Thunderstorms represent a major source of disruption, delays and safety hazards in the ATM system. They are challenging to forecast and evolve on relatively rapid timescales. Even for the most advanced met products (which most stakeholders lack of), thunderstorm forecasts are provided in a deterministic manner. Both met provision and ATM use of met information need to consider the uncertainty in the forecasted evolution of these phenomena.

The present PhD proposal (STORMY) pursues three scientific goals, namely:

  • The development of new models for the stochastic evolution of thunderstorms, enhancing current met products. A product termed RDT (Rapidly Developing Thunderstorms) will be used.
  • The development of short-term, stochastic trajectory planning algorithms around thunderstorms, enhancing current practices in thunderstorm avoidance (by pilots/controllers). We will pay attention to operational constraints (typically constraining very much the problem and requiring of robust and fast solutions), which push the challenge.
  • The development of a use case in which to demo library support tool for pilots/dispatchers based on the enhanced provision of met products. It would be aiming at enhancing pilots and dispatchers’ decision-making.

 The goals of this PhD thesis are aligned with Engage’s Thematic Challenge 3 “Efficient provision and use of meteorological information in ATM”. The PhD thesis would require a multidisciplinary approach (as the challenge itself), including disciplines such as meteorology, statistics, control, and ATM. We have built a consortium to build up multidisciplinary research, yet incorporating industrial actors (dispatchers) and stakeholders (met offices).

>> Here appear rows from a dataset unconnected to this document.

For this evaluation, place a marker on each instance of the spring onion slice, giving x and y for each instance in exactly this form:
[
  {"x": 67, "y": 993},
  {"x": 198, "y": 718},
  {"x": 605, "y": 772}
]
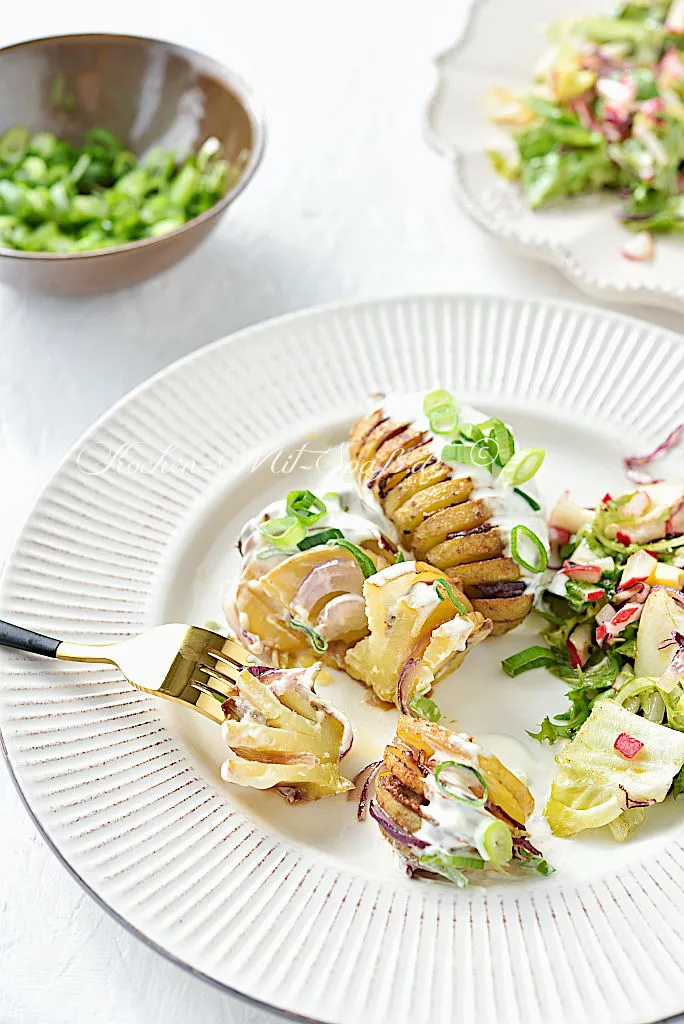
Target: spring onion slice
[
  {"x": 502, "y": 437},
  {"x": 535, "y": 505},
  {"x": 437, "y": 399},
  {"x": 495, "y": 842},
  {"x": 516, "y": 534},
  {"x": 366, "y": 563},
  {"x": 439, "y": 863},
  {"x": 444, "y": 592},
  {"x": 525, "y": 660},
  {"x": 317, "y": 642},
  {"x": 471, "y": 799},
  {"x": 521, "y": 466},
  {"x": 285, "y": 531},
  {"x": 323, "y": 537},
  {"x": 422, "y": 707},
  {"x": 305, "y": 506}
]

We will use different ground breaking methodologies to approach the different problems: on the one hand, advanced statistical methods (e.g., Bayesian model averaging, krieging) for the calibration, probabilistic fitting, and assimilation of thunderstorms forecasts and data; then, different strategies for short-term trajectory planning under uncertainty, which combine stochastic optimal control techniques, differential algebra, and GPU based.

The ambition is to obtain the following results/outputs:

  • Capabilities to produce European-wide probabilistic forecasts on the 3D & temporal evolution of thunderstorms in time horizons of 15 to 45 min. These forecasts will need RDT product input and its goodness of fit will be scientifically assessed. Applications of this enhanced met product would be vast, not only focused on its use by airlines/pilots/dispatchers (as it will follow in this PhD), yet also for the Network Manager/ANSPs/Airports to better forecast sector complexity and take better informed, anticipated capacity measures, or to enhance ATCOs situational awareness and aid their decisions on separation assurance, etc.
  • Robust, fast, and operationally compatible 3D & temporal trajectory generator capable of considering the uncertainties in the environment (essentially due to storms) and finding solutions that are safe and robust in look-ahead times of 15 to 45 min. Applications of these algorithms would be either airborne (to aid pilots in taking anticipated, safer decisions when facing storms) or ground-based (to aid controllers, proposing a set of robust, safe solutions as possible advisories). Because the algorithms would not be tailored to solve multi-aircraft scenarios in thunderstorm conditions, the applicability would be (by now) restricted to the former.
  • Two demo libraries running on an existing product (eWAS dispatching product by GTD). The ambition is to conduct research with an operational target in mind and to demonstrate that ground-breaking scientific research is compatible with operational practices.